Motivos para burlarse de sí mismo no le faltaban ya que no sólo estaba relevando a un ex actor de Hollywood y dos veces gobernador del Estado con mayor gravitación política y económica del país -California- sino también a un presidente que según datos de Gallup dejaba su segundo mandato con 55% de popularidad y que había conseguido su reelección con una victoria rotunda en todo el territorio norteamericano, salvo Minnesota, Estado natal de su contrincante en aquella elección de 1984.
Salvando las distancias, hoy a Hillary Clinton le toca vivir con relación a Obama una situación similar a la de Bush padre respecto de Reagan, o sea, suceder a un líder político de alta popularidad que está terminando su segundo gobierno con un nivel de apoyo de 51% y con la credencial de ser el primer presidente negro de Estados Unidos, que llega al gobierno en 2008 en el marco de una elección con una concurrencia récord sólo equiparable a los comicios que ganó Kennedy en 1960.
Más aún, sobre Hillary “pesa” además el efecto comparativo con su marido y también dos veces presidente Bill Clinton, quien dejó su segundo gobierno en 2000 con una popularidad de 60% sólo comparable a aquella del gobierno de Eisenhower en tiempos de posguerra.
En tal sentido, con el apoyo explícito de Clinton y del matrimonio Obama en la reciente convención de Filadelfia, el Partido Demócrata definió dos de los tres principales pilares de la campaña presidencial que hoy hacen viable la candidatura de una líder que, con excepción del atributo de capacidad, es percibida en la mayoría de las encuestas como un personaje del establishment, poco confiable, deshonesta, distante y con habilidades oratorias limitadas.

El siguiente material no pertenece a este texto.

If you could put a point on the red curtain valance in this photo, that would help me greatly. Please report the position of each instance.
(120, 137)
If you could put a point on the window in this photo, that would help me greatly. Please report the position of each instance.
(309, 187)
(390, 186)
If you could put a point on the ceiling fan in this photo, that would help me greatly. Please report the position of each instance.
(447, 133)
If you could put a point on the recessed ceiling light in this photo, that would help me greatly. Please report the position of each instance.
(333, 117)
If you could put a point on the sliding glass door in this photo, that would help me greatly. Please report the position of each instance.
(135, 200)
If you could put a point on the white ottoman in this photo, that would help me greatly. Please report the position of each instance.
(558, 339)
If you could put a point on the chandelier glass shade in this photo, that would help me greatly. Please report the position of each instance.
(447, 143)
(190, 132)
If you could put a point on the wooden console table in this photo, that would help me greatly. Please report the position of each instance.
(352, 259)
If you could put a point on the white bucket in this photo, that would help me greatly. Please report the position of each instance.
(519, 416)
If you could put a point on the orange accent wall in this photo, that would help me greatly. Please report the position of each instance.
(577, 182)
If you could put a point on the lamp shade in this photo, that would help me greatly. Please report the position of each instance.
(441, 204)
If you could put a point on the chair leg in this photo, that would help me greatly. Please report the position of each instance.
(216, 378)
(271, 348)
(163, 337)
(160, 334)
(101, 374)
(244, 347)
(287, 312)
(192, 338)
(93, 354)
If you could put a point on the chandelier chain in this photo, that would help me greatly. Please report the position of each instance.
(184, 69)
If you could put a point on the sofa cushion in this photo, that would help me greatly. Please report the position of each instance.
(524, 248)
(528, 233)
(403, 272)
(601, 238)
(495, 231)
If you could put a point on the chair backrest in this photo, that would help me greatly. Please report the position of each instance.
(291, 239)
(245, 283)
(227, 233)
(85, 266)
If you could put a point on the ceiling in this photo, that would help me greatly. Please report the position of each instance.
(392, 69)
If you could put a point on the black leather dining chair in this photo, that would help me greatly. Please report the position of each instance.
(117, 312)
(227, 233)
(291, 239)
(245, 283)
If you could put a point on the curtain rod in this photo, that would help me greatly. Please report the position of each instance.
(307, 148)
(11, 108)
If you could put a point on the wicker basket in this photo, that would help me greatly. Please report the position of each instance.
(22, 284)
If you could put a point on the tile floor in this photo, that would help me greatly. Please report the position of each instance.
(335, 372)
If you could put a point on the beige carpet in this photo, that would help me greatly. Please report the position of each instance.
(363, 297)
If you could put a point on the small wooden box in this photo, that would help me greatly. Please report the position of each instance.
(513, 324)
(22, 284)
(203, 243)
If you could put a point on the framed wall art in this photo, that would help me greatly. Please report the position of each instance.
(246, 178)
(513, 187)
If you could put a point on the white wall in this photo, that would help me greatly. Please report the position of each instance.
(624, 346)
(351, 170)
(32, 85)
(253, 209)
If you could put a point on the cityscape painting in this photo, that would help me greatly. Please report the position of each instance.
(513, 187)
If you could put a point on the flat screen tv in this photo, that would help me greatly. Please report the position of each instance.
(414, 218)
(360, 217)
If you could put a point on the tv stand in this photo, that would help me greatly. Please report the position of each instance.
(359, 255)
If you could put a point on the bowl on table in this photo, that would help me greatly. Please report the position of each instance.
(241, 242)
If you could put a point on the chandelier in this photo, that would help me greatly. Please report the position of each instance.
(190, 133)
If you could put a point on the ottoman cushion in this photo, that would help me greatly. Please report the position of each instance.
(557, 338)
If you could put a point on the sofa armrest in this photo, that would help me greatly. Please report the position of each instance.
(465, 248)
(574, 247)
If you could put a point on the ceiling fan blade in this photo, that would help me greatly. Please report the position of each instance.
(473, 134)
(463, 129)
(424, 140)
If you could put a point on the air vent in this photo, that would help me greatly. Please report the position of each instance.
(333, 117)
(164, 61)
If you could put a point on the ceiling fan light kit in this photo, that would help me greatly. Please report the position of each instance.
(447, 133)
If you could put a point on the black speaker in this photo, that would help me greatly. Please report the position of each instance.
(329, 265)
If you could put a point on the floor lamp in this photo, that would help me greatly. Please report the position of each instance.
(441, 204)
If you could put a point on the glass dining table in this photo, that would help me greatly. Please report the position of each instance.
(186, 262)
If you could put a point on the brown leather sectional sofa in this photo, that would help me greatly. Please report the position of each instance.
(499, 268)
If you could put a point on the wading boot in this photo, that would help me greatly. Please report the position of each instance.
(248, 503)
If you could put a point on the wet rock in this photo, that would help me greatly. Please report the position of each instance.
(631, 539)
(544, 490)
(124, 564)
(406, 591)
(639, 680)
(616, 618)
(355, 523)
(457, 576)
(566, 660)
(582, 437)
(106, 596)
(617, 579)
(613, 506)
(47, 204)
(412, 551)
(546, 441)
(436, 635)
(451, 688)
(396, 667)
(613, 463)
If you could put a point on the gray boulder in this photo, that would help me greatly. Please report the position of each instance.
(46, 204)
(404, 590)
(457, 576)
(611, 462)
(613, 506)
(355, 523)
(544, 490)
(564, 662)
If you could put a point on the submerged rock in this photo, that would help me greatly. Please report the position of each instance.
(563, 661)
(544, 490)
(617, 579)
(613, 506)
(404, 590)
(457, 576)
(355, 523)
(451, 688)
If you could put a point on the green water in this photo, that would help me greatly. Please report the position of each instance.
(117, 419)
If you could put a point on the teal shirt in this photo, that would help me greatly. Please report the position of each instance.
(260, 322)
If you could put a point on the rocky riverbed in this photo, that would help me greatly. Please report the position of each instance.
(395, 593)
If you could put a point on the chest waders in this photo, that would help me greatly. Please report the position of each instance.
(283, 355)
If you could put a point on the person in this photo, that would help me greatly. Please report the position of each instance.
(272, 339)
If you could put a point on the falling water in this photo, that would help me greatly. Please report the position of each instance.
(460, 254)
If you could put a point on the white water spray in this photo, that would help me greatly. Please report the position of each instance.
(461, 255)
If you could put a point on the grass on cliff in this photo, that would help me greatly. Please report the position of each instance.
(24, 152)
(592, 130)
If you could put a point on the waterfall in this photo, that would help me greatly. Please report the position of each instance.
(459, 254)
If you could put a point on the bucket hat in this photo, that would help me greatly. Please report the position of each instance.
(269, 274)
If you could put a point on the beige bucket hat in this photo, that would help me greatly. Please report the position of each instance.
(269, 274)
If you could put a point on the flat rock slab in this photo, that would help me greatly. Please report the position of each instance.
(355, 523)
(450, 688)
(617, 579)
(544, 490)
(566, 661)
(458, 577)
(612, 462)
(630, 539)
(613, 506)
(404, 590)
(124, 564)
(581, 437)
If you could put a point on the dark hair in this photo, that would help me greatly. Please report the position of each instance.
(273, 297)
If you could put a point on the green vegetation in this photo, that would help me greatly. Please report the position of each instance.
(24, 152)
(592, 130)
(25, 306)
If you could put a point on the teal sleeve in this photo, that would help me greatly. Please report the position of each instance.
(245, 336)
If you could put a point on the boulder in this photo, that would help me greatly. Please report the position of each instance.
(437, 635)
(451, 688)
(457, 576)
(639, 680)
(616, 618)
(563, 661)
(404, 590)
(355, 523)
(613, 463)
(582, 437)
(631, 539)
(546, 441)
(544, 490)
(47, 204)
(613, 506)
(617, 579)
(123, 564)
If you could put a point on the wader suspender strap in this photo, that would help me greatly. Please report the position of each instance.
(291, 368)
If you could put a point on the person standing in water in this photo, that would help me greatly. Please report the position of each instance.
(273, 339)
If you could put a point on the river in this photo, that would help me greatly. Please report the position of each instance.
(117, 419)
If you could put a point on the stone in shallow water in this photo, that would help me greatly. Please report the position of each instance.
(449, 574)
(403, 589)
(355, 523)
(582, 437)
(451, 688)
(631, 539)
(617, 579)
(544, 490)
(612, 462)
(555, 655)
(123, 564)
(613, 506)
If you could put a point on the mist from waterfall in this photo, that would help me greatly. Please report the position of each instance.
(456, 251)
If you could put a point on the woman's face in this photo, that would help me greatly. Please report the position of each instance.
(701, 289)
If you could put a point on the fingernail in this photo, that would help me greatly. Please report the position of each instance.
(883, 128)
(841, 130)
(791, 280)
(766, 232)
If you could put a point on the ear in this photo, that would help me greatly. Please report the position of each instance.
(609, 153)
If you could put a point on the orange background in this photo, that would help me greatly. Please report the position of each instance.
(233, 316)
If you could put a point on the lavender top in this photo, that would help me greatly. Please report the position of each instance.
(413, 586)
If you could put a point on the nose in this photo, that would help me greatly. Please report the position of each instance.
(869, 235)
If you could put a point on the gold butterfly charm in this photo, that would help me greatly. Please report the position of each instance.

Por otra parte, la candidatura del polémico líder republicano Donald Trump, el tercer gran soporte de las aspiraciones de Hillary, define un escenario donde sus evidentes debilidades quedan en cierta medida neutralizadas por la ola de simpatía que generan aquellos dos reconocidos líderes así como por la sensación de temor que provoca un candidato cuya estrategia de polarización apunta a capturar un piso del 70% del voto del segmento de clase trabajadora, raza blanca y sin educación universitaria donde, de acuerdo a datos de Pew Research Center, el Partido Republicano obtuvo una diferencia de 2 a 1 en la elección presidencial de 2012 y, más allá en el tiempo, una luz de ventaja todavía mayor en los comicios que consagraron a Reagan en 1980.
Consciente de ello y aún no siendo esta franja obrera una porción decisiva como sí lo era en aquel tiempo -36% del electorado total en 2012 versus 65% en 1980- , Hillary hoy orienta tanto su mensaje como sus primeros actos de campaña hacia el centro territorial de una industria manufacturera que, de acuerdo a diferentes fuentes, perdió 5 millones de puestos de trabajo desde 2000 y casi 400 mil en el caso puntual de la industria automotriz nucleada alrededor de Michigan, Ohio e Indiana.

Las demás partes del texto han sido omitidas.